Question soumise le 20 décembre 2011

M. Jean-Christophe Lagarde attire l'attention de Mme la ministre auprès du ministre de l'intérieur, de l'outre-mer, des collectivités territoriales et de l'immigration, chargée de l'outre-mer, sur la vente du tabac dans les départements d'outre-mer. Depuis 2008, le principe de régulation de la vente des produits du tabac dans les départements d'outre-mer par l'introduction de licences destinées aux revendeurs est acté.
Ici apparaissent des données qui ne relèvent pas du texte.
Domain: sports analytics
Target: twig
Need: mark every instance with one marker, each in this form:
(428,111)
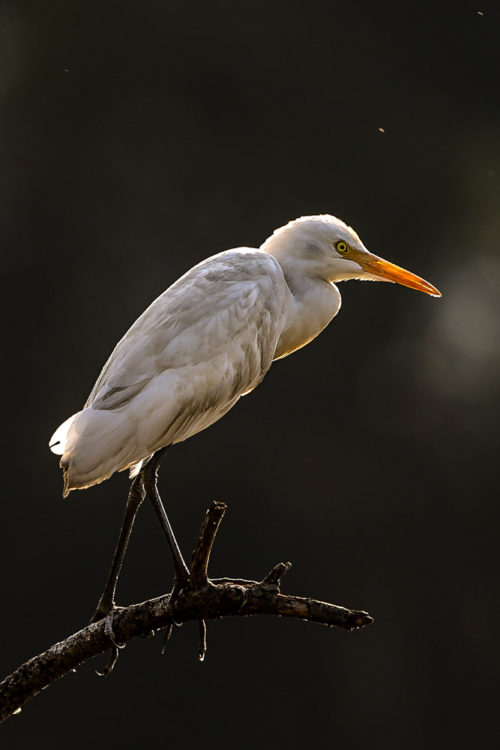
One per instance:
(210,600)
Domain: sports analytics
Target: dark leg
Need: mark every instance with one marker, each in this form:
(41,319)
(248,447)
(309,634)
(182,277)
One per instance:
(149,476)
(107,601)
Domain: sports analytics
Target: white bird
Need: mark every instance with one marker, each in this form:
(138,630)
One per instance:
(208,340)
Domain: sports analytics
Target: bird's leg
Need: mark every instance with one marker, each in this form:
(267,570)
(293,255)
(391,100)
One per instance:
(150,479)
(107,601)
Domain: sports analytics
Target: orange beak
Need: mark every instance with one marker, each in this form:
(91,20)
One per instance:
(386,271)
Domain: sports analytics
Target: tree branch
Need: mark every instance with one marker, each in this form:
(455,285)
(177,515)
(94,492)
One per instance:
(202,599)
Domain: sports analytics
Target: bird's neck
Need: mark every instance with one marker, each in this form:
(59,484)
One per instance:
(311,305)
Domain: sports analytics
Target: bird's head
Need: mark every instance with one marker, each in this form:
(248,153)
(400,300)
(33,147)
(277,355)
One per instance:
(324,247)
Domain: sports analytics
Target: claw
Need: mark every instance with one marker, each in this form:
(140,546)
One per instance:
(107,613)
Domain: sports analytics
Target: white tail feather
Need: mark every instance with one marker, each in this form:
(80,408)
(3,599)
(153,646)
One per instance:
(57,442)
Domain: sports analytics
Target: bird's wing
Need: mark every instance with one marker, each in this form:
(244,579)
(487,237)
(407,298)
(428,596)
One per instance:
(226,310)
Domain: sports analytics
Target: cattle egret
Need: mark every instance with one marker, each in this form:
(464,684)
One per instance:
(206,341)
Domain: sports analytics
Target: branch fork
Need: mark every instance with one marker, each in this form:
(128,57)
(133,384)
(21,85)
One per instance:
(200,598)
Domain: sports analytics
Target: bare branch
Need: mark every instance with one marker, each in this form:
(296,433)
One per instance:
(208,600)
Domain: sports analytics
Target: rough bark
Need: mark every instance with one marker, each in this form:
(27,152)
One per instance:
(202,599)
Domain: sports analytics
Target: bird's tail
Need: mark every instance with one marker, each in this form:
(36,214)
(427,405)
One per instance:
(93,444)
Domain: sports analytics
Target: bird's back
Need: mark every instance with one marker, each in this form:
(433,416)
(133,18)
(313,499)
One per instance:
(206,341)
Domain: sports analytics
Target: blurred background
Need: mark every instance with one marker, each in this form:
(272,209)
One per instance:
(139,138)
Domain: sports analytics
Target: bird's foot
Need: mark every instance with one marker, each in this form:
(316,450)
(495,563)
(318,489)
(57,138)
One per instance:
(106,610)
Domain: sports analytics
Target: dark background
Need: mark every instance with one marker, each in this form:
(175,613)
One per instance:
(138,138)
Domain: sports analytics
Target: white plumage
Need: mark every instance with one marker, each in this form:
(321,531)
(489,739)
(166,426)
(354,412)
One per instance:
(209,339)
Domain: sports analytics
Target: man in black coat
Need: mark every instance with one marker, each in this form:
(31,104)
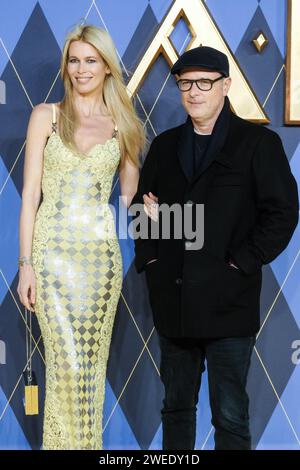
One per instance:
(205,299)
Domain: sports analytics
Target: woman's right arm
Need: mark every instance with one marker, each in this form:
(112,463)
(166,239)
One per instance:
(38,130)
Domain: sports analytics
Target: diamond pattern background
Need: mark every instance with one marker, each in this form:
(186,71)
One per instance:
(30,68)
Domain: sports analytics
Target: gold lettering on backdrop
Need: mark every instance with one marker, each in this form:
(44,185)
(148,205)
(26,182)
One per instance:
(292,89)
(205,32)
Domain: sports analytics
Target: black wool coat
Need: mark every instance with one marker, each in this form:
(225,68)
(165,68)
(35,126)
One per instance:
(250,212)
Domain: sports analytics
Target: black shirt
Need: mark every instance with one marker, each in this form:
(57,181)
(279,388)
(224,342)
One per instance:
(200,145)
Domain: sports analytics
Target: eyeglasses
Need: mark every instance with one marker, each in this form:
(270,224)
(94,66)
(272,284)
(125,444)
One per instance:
(204,84)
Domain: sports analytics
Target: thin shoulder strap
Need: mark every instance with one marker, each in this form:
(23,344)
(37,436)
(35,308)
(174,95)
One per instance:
(54,123)
(115,132)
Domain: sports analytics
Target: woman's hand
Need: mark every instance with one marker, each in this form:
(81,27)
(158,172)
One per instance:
(26,286)
(151,206)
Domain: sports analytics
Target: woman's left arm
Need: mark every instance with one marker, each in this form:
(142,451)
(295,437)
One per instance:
(129,177)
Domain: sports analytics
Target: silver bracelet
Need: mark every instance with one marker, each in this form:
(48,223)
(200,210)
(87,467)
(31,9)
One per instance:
(24,260)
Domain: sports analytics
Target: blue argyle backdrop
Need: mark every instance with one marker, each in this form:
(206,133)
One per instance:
(31,38)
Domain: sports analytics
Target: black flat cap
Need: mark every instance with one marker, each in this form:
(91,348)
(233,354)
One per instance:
(203,57)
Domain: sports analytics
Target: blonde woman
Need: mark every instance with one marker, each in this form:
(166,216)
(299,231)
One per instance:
(70,262)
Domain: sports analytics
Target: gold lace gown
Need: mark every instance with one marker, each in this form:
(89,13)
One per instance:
(78,268)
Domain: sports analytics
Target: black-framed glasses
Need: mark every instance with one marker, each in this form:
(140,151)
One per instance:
(204,84)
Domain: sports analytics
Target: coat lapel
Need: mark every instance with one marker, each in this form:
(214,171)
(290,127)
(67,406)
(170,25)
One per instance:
(185,150)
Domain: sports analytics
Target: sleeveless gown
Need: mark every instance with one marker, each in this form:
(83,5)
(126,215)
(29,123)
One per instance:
(78,268)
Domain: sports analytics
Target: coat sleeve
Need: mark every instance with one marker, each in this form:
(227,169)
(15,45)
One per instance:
(277,206)
(146,248)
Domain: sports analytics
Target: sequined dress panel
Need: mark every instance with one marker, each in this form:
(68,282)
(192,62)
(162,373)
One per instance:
(78,268)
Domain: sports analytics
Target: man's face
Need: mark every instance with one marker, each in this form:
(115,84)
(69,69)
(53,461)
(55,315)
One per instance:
(203,106)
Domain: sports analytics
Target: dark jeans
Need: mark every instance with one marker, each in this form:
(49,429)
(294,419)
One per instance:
(182,364)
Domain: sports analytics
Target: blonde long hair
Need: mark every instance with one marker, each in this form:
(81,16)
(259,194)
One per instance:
(130,129)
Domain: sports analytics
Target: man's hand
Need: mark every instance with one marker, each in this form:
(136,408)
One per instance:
(151,206)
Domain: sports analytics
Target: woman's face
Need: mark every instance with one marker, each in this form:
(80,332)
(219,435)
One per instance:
(86,68)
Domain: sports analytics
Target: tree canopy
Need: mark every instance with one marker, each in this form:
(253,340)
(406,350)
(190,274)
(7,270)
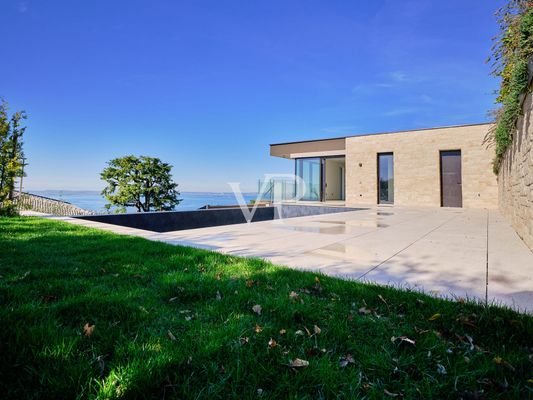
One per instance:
(11,156)
(141,182)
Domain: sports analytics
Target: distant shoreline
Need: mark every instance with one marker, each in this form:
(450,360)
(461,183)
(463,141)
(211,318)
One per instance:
(93,200)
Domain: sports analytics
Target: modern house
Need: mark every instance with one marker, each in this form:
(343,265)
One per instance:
(439,167)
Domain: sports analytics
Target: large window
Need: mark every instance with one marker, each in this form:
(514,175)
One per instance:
(309,170)
(385,178)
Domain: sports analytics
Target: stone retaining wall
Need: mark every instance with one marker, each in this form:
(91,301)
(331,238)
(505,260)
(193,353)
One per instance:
(515,177)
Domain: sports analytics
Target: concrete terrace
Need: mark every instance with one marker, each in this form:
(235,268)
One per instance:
(443,251)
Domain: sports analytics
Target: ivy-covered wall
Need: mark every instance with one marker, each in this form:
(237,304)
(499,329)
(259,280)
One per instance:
(515,176)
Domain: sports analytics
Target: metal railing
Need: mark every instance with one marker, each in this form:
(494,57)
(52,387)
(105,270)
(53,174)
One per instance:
(34,202)
(277,189)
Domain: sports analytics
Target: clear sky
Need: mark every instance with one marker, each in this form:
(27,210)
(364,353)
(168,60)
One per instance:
(208,85)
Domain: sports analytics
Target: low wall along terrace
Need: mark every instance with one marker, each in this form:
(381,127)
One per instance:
(515,177)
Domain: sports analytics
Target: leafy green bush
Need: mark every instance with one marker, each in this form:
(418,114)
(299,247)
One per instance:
(512,51)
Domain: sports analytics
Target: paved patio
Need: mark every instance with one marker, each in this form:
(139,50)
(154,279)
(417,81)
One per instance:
(446,252)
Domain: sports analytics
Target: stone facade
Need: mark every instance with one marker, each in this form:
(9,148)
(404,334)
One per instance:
(515,178)
(417,166)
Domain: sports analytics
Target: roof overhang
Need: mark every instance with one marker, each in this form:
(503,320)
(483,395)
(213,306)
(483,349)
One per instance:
(310,148)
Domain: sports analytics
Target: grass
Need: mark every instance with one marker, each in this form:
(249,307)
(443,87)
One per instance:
(176,322)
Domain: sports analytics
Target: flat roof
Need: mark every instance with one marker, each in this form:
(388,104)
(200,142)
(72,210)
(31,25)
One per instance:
(383,133)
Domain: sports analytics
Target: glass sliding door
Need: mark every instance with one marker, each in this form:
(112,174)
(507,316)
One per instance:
(310,172)
(385,178)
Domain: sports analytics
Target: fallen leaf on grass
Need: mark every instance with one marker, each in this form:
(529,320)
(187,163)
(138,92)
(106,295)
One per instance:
(441,369)
(346,360)
(500,361)
(364,311)
(402,339)
(298,363)
(434,317)
(88,329)
(171,336)
(383,300)
(390,394)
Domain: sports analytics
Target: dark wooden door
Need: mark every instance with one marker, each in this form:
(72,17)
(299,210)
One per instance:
(450,179)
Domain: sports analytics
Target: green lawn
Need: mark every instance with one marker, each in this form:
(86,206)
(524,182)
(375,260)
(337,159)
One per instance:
(175,322)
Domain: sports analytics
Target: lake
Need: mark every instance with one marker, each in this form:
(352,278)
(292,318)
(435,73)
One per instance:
(93,200)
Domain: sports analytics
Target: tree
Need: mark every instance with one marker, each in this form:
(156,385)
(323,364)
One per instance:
(141,182)
(11,156)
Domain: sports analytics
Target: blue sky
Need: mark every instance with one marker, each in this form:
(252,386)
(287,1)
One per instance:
(208,85)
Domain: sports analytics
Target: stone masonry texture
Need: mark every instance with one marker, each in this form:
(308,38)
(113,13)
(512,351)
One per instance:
(515,177)
(417,166)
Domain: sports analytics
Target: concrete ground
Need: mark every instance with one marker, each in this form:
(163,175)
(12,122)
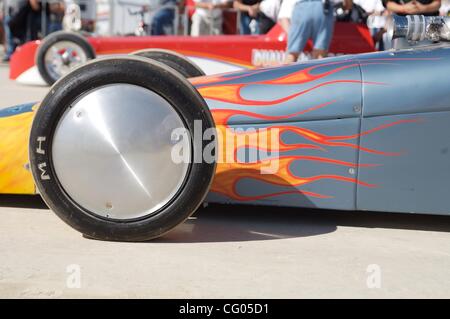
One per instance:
(224,252)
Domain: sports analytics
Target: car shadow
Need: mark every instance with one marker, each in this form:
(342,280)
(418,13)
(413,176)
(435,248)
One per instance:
(233,223)
(22,201)
(228,223)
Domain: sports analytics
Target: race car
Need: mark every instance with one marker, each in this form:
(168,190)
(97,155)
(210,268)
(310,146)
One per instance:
(44,62)
(125,148)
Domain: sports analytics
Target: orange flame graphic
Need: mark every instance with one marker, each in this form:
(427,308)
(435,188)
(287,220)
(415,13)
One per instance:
(230,170)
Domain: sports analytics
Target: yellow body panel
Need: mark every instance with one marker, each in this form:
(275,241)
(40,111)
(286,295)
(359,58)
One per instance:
(15,178)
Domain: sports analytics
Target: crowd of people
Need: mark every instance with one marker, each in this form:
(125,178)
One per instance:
(22,20)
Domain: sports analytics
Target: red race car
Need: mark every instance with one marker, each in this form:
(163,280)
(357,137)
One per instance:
(41,62)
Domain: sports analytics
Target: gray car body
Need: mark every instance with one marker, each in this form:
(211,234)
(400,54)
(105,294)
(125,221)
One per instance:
(393,106)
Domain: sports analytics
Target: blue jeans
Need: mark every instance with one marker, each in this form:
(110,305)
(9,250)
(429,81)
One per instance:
(10,43)
(309,21)
(162,20)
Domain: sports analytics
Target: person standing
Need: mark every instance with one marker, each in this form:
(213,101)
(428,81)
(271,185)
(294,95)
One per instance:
(207,18)
(404,7)
(311,19)
(11,7)
(249,10)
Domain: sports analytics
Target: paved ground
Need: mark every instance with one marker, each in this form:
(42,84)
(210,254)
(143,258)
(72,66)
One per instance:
(224,252)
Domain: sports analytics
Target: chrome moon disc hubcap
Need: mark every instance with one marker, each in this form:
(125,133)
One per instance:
(112,152)
(62,57)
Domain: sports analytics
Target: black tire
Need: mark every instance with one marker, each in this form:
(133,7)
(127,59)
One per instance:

Alors que l'entrée en vigueur de ce texte était prévue au 1er janvier 2011, le Gouvernement n'a toujours pas pris de décret d'application permettant l'application effective de ce dispositif. Ainsi, les revendeurs de produits du tabac agissent dans la plus parfaite illégalité. La sénatrice de La Réunion Anne-Marie Payet, par son amendement de juillet 2011, a introduit un nombre de licences maximum pour chaque département. Ces licences, distribuées par les conseils généraux, sont limitées au nombre de 540 pour la Martinique, 550 pour la Guadeloupe, 1 070 pour la Réunion et 300 pour la Guyane. Cette mesure suscite de nombreuses critiques. Lors des débats, au Sénat, du projet de loi de finances 2012, un amendement déposé notamment par M. Larcher tend à supprimer toute mention à la date de mise en oeuvre de la réforme. Cette réforme poursuit un objectif de santé publique. Dans les DOM, entre 6 % et 14 % des décès sont directement imputables au tabac. C'est pourquoi il lui demande à ce que le régime de la vente du tabac soit rapidement encadré par le système de licences dans les DOM comme il l'est en métropole.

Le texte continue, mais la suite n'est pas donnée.